Qu’il est bon de se dire et de « s’avoir » au plus profond de soi, d’être convaincue que même si je n’agis pas, le tout auquel j’appartiens s’occupe de tout. Qu’il est tendre et rassurant, une fois la barrière de l’orgueil (péniblement, ponctuellement, mais assurément) tombée, d’être pleinement consciente que je n’ai pas d’essence propre et que mon idiosyncrasie, si chère à mon ego et mes personnages, n’est qu’une vue de l’intellect, de ce mental toujours insatisfait, de ce faux self qui veut faire croire que c’est dans la douleur que la vie se réalise... Quel soulagement de ne plus avoir à sortir ou entrer dans la norme, dans la masse, à ne plus justifier aucune de mes actions ni pensées, car elles ne sont qu’une invention. Avoir compris que rien n’a d’essence propre fait que ma petite (ou grande, selon mon taux d’estime égotique orgueilleux) existence n’a pas d’essence propre, dont je serais en charge. Je suis simplement interconnectée, fatalement liée au Tout, à tout ce qui m’entoure et me constitue, c’est là que je remercie la linguistique et l’étymologie du nom « humain », qui signifie issu de la Terre.

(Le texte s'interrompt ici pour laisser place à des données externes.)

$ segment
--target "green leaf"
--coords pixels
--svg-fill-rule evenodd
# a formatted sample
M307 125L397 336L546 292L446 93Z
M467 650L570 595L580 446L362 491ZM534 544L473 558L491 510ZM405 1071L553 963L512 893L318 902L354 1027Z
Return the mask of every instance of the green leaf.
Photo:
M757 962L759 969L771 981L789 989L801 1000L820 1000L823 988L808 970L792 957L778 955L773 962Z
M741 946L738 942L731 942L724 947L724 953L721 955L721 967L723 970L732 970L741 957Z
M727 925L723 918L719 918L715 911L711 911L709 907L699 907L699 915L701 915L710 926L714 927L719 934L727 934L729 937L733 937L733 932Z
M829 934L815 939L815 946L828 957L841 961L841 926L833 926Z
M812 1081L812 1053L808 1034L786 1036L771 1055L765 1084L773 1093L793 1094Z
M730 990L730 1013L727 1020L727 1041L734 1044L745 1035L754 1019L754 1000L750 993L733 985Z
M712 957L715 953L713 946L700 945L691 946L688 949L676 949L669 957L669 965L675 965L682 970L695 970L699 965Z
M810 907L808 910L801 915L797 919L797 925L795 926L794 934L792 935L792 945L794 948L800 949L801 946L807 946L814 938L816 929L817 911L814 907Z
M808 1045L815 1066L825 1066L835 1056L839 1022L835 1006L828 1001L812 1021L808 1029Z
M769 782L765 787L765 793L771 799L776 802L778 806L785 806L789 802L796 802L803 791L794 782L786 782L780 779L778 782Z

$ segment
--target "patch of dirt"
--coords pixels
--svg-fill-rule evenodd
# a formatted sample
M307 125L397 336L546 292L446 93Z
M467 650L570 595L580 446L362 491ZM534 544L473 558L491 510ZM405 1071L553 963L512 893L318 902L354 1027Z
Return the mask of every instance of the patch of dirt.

Cette conscience des choses, est fondamentalement pacifique, elle regroupe tout ce en quoi j’accordais mes croyances auparavant, mais sans en avoir de preuve manifeste : elle est bienveillante, écologique et salvatrice. En effet une fois le Śūnyatā compris, on ne peut plus souhaiter ni faire le mal ou le bien, à qui que ce soit ou quoique ce soit, sans connaître l’impact que ça aura sur soi et sur le reste (ce qui n’empêche en rien de faire ce fameux mal ou bien !), car contrairement aux belles paroles qui disent sensiblement la même chose, mais dont je n’expérimentais pas vraiment le propos, il semble désormais évident que tout résonne partout. Je comprends ainsi mieux l’impact de mes pensées, de celles des autres, idem pour les actes... Cela n’est pour autant - et c’est important de le préciser - ni une invitation, une injonction ou une incitation à ne faire que le bien pour ne pas souffrir et ne pas faire de mal... Rappelons-nous que le Bien n’existe qu’en vertu du Mal (vice versa).
Tout argumentation et argumentaire est vain dans ce (nouveau, pour moi) monde. N’est ce pas là le véritable Chemin de la Liberté ?! Celui de la Contemplation de la Vacuité.